The criticism is understandable. The Church upholds a moral law which is not only informed by God’s revelation but is further understood through the application of natural law. She teaches how human beings should behave in order to flourish in the ways which its Creator intended. It would follow that any loyal Catholic organisation which counsels clients on their behaviour must, first and foremost, present this moral law.
I was once a counsellor with Marriage Care, which was then known as the Catholic Marriage Advisory Council. I cannot speak for Life, of which I am not a member, but I can look at non-directive counselling operated in terms of a marriage counsellor. We worked on the principle that people tended not to change their ways as a result of direction from outside; they were much more likely to do so as a result of discovery from inside. That is, our task was to help them free themselves from a tangle of half-digested emotions, ignorance or lack of relationship skills, giving them an opportunity to change through their own internal growth. We were midwives to their forming of their own consciences; we were not directors.

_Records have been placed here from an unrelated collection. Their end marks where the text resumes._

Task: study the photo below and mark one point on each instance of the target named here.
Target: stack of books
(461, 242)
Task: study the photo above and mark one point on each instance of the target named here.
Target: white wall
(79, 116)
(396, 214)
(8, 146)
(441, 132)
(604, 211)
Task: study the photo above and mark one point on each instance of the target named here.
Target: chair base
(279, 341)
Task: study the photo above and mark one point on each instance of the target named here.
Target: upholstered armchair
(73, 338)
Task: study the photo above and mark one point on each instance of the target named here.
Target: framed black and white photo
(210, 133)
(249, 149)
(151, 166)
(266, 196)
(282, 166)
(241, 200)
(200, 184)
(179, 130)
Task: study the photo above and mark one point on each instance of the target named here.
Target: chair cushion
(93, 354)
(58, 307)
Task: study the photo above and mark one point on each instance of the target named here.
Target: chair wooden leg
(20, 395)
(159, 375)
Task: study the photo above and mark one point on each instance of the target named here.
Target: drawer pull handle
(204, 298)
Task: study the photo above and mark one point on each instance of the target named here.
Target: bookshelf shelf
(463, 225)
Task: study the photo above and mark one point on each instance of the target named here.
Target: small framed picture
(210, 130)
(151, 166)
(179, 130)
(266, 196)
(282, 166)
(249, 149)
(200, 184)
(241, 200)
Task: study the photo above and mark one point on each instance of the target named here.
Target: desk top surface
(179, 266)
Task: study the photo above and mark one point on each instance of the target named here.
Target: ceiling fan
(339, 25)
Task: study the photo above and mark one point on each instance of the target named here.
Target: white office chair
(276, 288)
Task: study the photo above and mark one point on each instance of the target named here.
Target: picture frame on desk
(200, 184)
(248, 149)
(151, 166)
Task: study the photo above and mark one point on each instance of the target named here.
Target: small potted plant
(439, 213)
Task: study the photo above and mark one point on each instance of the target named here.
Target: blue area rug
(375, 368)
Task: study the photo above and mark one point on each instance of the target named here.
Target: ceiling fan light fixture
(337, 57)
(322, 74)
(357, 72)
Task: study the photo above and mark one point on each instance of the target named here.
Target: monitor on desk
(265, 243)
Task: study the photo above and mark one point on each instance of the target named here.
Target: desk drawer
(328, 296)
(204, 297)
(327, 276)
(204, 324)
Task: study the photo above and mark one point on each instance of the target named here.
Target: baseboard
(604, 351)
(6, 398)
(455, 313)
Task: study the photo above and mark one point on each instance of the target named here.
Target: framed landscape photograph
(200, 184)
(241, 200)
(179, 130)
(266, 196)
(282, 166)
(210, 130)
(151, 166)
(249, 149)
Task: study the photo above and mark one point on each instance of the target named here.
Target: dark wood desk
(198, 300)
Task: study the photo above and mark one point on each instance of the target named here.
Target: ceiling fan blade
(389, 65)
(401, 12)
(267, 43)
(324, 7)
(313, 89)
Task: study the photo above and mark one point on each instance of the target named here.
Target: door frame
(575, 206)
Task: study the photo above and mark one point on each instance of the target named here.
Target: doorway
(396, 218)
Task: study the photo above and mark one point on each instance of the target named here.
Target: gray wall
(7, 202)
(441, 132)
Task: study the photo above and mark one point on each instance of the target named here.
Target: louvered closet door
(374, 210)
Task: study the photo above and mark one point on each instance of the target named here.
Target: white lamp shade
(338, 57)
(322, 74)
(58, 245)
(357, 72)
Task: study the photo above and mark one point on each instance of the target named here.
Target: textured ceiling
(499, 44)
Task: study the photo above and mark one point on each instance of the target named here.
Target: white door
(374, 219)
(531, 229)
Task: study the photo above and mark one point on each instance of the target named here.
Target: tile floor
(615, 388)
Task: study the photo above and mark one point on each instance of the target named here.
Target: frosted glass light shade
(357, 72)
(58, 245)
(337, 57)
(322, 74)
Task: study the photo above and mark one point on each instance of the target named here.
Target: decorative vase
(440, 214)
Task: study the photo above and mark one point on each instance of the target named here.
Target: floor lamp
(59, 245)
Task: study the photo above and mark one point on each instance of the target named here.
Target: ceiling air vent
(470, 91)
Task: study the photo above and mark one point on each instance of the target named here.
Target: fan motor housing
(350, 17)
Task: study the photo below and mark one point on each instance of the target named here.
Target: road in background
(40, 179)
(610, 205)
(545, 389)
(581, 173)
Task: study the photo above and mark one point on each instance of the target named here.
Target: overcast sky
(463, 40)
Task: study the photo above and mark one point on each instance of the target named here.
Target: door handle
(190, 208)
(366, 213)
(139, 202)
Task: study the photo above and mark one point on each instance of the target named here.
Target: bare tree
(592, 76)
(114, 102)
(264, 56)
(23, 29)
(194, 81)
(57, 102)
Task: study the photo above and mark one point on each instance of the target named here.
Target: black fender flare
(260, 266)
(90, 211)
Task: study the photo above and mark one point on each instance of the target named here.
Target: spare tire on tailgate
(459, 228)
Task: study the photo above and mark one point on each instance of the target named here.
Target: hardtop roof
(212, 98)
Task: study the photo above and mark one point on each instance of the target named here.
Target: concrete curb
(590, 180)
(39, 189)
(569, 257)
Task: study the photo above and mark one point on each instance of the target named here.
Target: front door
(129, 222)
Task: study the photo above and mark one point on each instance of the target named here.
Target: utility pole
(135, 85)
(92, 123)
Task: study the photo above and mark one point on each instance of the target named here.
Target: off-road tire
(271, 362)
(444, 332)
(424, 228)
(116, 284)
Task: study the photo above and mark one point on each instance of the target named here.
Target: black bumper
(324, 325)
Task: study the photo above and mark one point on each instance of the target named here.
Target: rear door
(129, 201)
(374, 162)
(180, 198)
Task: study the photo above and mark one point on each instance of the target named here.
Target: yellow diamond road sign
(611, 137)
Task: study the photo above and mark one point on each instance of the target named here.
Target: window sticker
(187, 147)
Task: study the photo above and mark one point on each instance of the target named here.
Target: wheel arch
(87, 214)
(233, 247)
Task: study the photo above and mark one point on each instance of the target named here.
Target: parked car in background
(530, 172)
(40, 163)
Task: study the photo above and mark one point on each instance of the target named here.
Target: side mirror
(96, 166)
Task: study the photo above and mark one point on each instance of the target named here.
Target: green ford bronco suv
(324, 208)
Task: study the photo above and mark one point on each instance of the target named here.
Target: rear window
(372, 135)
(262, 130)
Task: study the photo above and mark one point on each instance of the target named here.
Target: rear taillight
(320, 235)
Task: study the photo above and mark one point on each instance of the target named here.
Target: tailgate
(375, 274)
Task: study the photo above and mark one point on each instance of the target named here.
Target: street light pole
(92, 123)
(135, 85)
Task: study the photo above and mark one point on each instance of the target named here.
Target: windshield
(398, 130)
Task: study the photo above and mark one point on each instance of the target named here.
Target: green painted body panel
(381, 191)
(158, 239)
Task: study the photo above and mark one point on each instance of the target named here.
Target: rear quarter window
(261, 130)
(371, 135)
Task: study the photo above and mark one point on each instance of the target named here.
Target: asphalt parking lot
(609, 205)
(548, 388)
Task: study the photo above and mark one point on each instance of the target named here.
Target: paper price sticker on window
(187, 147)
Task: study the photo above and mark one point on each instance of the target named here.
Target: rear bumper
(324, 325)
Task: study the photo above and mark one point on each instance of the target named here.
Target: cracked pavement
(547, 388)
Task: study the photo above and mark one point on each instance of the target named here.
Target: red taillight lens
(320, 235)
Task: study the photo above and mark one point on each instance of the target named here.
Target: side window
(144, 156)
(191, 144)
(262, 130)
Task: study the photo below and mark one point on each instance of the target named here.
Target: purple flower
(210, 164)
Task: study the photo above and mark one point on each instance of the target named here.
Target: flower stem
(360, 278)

This required one central assumption: that people freed from such bonds would move in positive directions through the work of the Holy Spirit. The picture in my mind was of a cork held down by detritus in a bucket of water. As the detritus was removed so the cork floated upwards. We were no more than a facilitating framework; the energy came from the Spirit.
This may sound woolly and sentimental but it was by no means that. We followed what was known as the Skilled Helper model. This was developed by Fr Gerard Egan, a Jesuit from Loyola University Chicago. Later, I wrote a simplified account of the methodology for the use of business managers. It was translated into several European languages and seems to have been widely read and used.
The model started with the counsellor listening to the client and demonstrating, through his reflections, that he had grasped how the client experienced the issue. (Of course, the client will often be a she, and most frequently a couple that is married or living together.) He then, with tentative suggestions, helped the client to make sense of this experience. The aim was to help the client to identify the essence of the difficulties and to understand with greater clarity what factors were at work. Perhaps the counsellor would spot patterns of behaviour or inconsistencies which needed examination. Sometimes the client might be invited to change his frame of reference – to that of his partner, for instance. Gradually the complex would resolve itself into basically simple issues – and frequently one key issue.
The next stage was to help the client to set objectives for change. Once again the counsellor might use his skills to help, but the objectives were not chosen by him. This was followed by looking to resources which might be needed to achieve these objectives. These would sometimes be by way of relevant information, sometimes by way of outside agencies who could assist, and sometimes by way of training. In this last regard it was often necessary to devote several hours to training a couple how to communicate with each other, perhaps for the first time.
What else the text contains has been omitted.